Banco Popular has for decades now been Spain’s most profitable bank and one of Europe’s success stories in banking. The bank has a very conservative business model, only increases its network by organic growth in lieu of acquisition, and has a board of directors that controls a majority stake in the capital. As a result and although it is a very appealing target for mergers and acquisitions, it is very unlikely to be purchased without the approval of the board of directors, who keep tight control on the bank’s ownership.

La Caixa and Banco Popular are the two largest lenders to Colonial, a company headed by Luis Portillo. Colonial is one of Spain’s most prominent realtors and has suffered the consequences of the slowdown in the real estate sector. The company recently acquired 15% of FCC, Spain’s second constructor after ACS, which increased its debt. The inability of realtors to service their debt has sunk their stock price and brought about serious concern on the banking side, that has much exposure to credit granted to promoters. Luis Portillo remains the largest shareholder with a 29.8% of the equity. Natixis, the French investment bank, recently acquired a 5.39% of the capital. In the last six months Colonial has lost 67% of its stock value, falling from about 3 Euro to 1 Euro per share. Colonial’s debt amounted to 8.9 billion Euro as of year end 2007. Natixis and La Caixa/Popular's acquisition is linked to the group’s inability to service its debt.
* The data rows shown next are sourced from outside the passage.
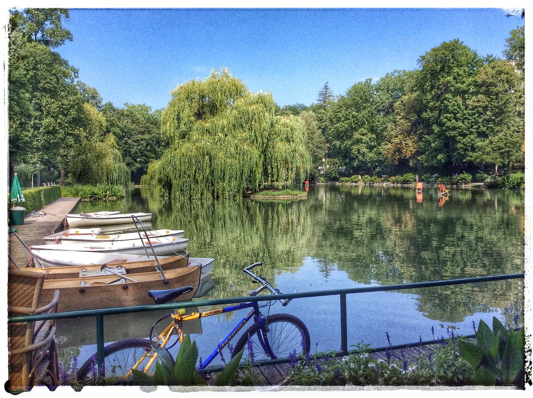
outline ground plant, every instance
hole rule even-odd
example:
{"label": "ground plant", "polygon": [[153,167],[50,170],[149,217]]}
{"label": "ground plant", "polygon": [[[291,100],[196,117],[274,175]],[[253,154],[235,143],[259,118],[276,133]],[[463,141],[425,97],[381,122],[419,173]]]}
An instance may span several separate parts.
{"label": "ground plant", "polygon": [[80,198],[82,200],[112,200],[126,196],[124,186],[107,184],[92,185],[63,185],[61,186],[63,197]]}
{"label": "ground plant", "polygon": [[[475,343],[448,329],[446,338],[437,339],[429,349],[422,350],[421,345],[415,355],[387,350],[384,358],[373,354],[370,345],[362,342],[342,356],[335,352],[303,358],[293,354],[287,382],[304,386],[523,387],[524,332],[523,328],[518,327],[518,318],[514,319],[514,329],[510,325],[505,328],[495,317],[492,330],[480,321]],[[473,322],[473,327],[475,331]],[[392,347],[388,332],[385,335]]]}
Spain’s financial institutions are to a certain degree exposed to the performance of the real estate sector. Much of the credit growth has been related to promoters and realtors in the last few years. The slowdown in the real estate activity coupled with the liquidity crunch have built up a not very promissory environment in which realtors have to renegotiate their increasing debt burdens and promoters are massively declaring bankruptcies. Some of the construction firms with a large stock of unsold apartments are discovering the rental market, a very underdeveloped market in Spain that only devotes 8% of the apartment stock to rentals.

Two more indicators point out the growing concern of the Spanish economy. Madrid’s office rentals dropped by 45% during the first quarter of 2008 compared to the same period in 2007, although Barcelona’s office rentals increased by 14%. Constructors and realtors concentrate 47% of the total debt of non-financial quoted companies in the Spanish stock market. Constructors are less likely than realtors to suffer from the real estate crunch. They are not only more diversified into energy and water, but also more diversified internationally through its infrastructure management daughter companies. Ferrovial operates BAA and owns a majority stake in Cintra. ACS has acquired 25% of Germany’s largest construction company.

Spain is unlikely to recover from the real estate slowdown until 2010. The recent measures undertaken by Zapatero and Solbes will only impact the economy with a short-term upwards shock of 20 basis points in GDP growth. The nomination of Miguel Sebastian as Industry and Trade Minister might help implement a new economic growth model for Spain going forward. Sebastian, a PhD in Economics from the University of Minnesota, is also in good friendship with Premier Zapatero and was his chief economic advisor in the previous four-year administration.

All in all the so far strong banking sector is likely to suffer from the slowdown in the real estate sector. The recovery will take long and drag the economy for at least two years. The current emergency package is only likely to have a short-term effect on the economy. More drastic reform is necessary if Spain intends to tackle some of its challenging structural anomalies, such as the high temporary employment rate, the rigidities in its labor market, and its lack of productivity growth, innovation and entrepreneurship.